BARRIE, Ontario, Nov. 12, 2019 (GLOBE NEWSWIRE) — MediPharm Labs Corp. (TSX: LABS) (OTCQX: MEDIF) (FSE: MLZ) (“MediPharm Labs” or the “Company”) a global leader in specialized, research-driven cannabis extraction, distillation and purification, today announced its financial results for the three and nine months ended September 30, 2019. During the period the Company posted strong growth in revenue, adjusted EBITDA and net income even while making significant investments in capacity and capability that will benefit future performance and support global growth opportunities.

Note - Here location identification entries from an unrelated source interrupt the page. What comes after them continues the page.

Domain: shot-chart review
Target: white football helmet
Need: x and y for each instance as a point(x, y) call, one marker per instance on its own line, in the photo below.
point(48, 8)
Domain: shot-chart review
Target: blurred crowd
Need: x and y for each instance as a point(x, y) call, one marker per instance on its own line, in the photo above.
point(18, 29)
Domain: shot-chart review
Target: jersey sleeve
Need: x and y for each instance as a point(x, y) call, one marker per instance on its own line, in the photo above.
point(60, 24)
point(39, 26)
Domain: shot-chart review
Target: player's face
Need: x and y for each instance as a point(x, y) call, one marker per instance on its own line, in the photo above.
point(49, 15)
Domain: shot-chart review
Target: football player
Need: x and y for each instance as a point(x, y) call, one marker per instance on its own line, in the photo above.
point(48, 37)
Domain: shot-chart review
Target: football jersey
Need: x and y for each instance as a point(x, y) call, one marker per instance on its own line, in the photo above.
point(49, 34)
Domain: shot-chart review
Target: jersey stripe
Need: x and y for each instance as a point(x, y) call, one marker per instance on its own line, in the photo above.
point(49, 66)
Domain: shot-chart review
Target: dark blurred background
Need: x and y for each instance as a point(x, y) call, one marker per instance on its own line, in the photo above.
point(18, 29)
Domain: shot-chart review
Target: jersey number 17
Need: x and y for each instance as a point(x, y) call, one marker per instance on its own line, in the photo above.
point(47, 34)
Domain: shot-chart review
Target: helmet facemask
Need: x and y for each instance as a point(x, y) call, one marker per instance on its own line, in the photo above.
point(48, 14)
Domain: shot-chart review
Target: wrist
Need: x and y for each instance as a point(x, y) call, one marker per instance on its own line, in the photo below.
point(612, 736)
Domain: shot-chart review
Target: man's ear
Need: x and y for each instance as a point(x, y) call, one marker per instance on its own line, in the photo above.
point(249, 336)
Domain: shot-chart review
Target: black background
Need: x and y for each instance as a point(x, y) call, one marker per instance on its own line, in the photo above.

KEY Q3 2019 FINANCIAL HIGHLIGHTS(1) (2)
- Revenue was $43.4 million, a 38% increase over Q2 2019, as the Company expanded its leadership of the Canadian cannabis extraction industry
- Gross Profit was $14.8 million, a 30% increase over Q2 2019 and Gross Margin was 34% compared to 36% in Q2 2019 despite lower market-selling prices and increased GMP audit certification costs
- Adjusted EBITDA was $10.1 million, 31% higher than Q2 2019 and Adjusted EBITDA margin was 23% compared to 24% in Q2 2019 even as the Company made targeted audit-related expenditures to grow its EU-GMP-standard-built production facilities and expand its product capabilities
- Net income before tax was $5.4 million compared to net income before tax of $4.1 million in Q2 2019
- The Company’s balance sheet and financial capacity to support growth remained strong, with positive working capital of $87 million and cash and equivalents of $42.1 million at September 30, 2019, as well as unutilized credit under its new facility that closed subsequent to period end
- Filed an application to list its common shares on the NASDAQ Stock Market after period end
(1) See Non-IFRS Measures section of this news release.
(2) Year-over-year periods are not comparable as the Company commenced sales in the fourth quarter of 2018.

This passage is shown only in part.